Harvest Festival

by Zhao Qi Jun 

        Held in July or August each year after the millet harvest festival, the Paiwan tribe, which is the beginning of the year. Millet is a staple of traditional Paiwan, celebrate the harvest festival at disproportionate attention. Traditional harvest festival for five days, during the ceremony range is an integrated worship. Many traditional thatched cottages built of offerings around the site, showing traditional everyday items, appliances and food. Exhibition Hall built a swing set. Song and dance events is one focus of the Festival, accompanied the ceremonies of ancestral worship dance, pray, harvest, farming dances, ancestral beliefs, practices, heroic deeds and emotions emotions and live show. The village people dance traditional to celebrate harvest festival dance, young kids jumping on the inner ring, second layer of the inner circle of the adolescents, adults outside the third ring, display tribal solidarity and cohesion, and young men and women also took the ceremonial dancing hand in hand, each table the love, joined in marriage.

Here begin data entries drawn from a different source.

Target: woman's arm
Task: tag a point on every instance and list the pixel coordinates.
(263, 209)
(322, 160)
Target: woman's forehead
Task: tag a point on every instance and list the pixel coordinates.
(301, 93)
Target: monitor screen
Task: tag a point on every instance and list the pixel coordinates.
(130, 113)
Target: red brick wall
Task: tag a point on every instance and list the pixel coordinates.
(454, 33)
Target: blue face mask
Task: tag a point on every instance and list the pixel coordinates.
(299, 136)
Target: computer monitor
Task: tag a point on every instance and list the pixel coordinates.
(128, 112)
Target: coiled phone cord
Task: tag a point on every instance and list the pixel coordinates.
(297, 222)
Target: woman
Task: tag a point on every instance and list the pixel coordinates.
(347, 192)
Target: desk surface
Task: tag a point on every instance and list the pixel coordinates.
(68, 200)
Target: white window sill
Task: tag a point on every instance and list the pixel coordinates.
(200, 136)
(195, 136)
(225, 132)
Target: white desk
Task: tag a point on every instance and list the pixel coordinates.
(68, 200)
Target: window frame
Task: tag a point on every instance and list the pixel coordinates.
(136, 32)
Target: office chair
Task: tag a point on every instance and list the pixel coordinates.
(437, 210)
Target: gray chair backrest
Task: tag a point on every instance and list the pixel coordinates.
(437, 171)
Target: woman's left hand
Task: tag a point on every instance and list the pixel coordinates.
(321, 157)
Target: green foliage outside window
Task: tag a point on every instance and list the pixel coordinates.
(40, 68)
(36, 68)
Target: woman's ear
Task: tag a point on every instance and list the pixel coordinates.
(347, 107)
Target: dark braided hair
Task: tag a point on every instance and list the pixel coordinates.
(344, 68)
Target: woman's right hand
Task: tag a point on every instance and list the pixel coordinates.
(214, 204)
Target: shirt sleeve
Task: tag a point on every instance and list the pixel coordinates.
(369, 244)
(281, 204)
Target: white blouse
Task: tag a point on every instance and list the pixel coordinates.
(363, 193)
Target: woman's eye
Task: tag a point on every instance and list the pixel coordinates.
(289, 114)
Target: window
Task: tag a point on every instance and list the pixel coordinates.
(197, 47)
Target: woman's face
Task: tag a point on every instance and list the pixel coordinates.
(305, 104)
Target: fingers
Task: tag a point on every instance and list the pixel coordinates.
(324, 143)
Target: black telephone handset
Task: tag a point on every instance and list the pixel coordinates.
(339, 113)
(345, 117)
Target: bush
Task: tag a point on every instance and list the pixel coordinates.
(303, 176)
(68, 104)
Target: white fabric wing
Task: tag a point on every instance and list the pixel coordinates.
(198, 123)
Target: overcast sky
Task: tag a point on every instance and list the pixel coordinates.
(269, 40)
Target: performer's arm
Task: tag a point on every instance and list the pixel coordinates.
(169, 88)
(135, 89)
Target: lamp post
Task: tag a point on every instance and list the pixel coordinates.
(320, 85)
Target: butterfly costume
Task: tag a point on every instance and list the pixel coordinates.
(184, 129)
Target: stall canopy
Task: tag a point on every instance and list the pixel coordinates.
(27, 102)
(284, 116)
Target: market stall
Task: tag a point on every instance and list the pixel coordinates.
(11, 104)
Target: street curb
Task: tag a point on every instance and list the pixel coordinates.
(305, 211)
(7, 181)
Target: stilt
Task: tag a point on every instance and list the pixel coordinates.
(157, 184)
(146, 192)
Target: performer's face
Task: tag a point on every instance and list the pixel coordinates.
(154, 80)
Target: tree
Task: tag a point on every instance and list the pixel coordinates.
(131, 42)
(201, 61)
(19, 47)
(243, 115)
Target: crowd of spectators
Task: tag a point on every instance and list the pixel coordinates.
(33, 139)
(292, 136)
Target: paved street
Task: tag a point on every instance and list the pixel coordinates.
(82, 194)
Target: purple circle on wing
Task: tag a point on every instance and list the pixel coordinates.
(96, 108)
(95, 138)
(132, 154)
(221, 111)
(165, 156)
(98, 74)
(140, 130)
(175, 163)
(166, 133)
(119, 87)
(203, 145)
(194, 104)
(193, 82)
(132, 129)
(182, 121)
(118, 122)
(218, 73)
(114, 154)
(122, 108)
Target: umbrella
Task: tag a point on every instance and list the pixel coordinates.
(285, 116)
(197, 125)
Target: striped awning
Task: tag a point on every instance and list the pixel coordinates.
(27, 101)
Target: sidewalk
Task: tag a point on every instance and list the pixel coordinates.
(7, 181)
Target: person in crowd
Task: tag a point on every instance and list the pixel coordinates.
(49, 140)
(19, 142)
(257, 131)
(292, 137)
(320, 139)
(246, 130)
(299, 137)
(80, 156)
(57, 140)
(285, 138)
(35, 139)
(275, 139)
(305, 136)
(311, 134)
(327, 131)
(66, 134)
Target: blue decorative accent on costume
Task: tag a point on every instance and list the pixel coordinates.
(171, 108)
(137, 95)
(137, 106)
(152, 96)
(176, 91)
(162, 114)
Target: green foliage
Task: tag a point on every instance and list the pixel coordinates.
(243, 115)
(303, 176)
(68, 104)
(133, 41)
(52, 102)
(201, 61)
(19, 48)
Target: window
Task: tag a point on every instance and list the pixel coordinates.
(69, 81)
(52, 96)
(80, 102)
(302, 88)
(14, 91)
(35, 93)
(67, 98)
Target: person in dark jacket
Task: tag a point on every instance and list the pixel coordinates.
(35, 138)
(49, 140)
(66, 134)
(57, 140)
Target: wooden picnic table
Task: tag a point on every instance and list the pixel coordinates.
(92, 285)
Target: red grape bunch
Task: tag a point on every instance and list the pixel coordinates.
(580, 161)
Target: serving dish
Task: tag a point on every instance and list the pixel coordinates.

Hold a sports meeting on the last day, sawing wood, traditional sports such as archery, wrestling, and weight-bearing race is free fun in the harvest festival of entertainment, with negative match Paiwan men and carried 400 or 500 pounds of millet, see who goes far, Paiwan women around who's that man also took the opportunity to look at the finest healthy. Traditional harvest festival in the Paiwan, which is the beginning of the year. As the Chinese lunar new year in General. Harvest festivals connected with Aboriginal life, and with Aboriginal people, a year of good and bad fortune has a close relationship between rich and poor.

      Harvest Festival is the mainstream for the Aboriginal cultural heritage of life support. Although modern-day harvest festival is not like a traditional harvest festival to worship at the core of "active", but a symbol of native life, looking ahead towards cultural heritage.